修復の過程を説明する、東京藝術大学文化財保存学専攻保存修復油画研究室の木島隆康教授
藤田嗣治が1925年に描いた油彩画《舞踏会の前》(大原美術館蔵)の修復が完成し、2015年11月30日(月)、東京・上野の東京藝術大学大学美術館で報道陣に公開された。
《舞踏会の前》は、乳白色の裸婦像で知られる藤田嗣治の大作。藤田は1921年から乳白色の裸婦像を描いているが、裸婦は1人の作品が多い。《舞踏会の前》は《五人の裸婦》(東京国立近代美術館蔵)につづく裸婦の大型群像作品で、当時39歳だった藤田はレジオン・ドヌール勲章も受章し、画家として頂点を迎えていた頃に描かれた作品といえる。
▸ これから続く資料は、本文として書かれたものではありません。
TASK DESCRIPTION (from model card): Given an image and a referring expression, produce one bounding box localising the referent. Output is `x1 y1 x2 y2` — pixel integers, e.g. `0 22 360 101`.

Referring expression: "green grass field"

今回の修復はBNP パリバ・グループの支援で昨年から進められていたもので、まず画面上の汚れや旧補彩絵具を除去。画布が破れていた部分も旧補彩を取り、オリジナルの色調を参考に補彩し直した。乳白色の裸婦は印影の表現が極めて薄く繊細なため、特にクリーニングは慎重に進められた。
藤田は東京藝術大学の前身である東京美術学校の出身で、修復完成披露展では、東京藝術大学が所蔵する在学時の作品2点と、個人蔵の作品1点も公開される。
「藤田嗣治《舞踏会の前》修復完成披露展」は、2015年12月1日(火)~12月6日(日)に東京藝術大学大学美術館展示室2で開催。同時に同大学が所蔵する藤田の書簡・日記・写真など「藤田嗣治資料」も公開・展示される。ともに入場は無料。
修復された《舞踏会の前》は、来年1月から国立新美術館で開催される「はじまり、美の饗宴展 すばらしき大原美術館コレクション」展にも出品される。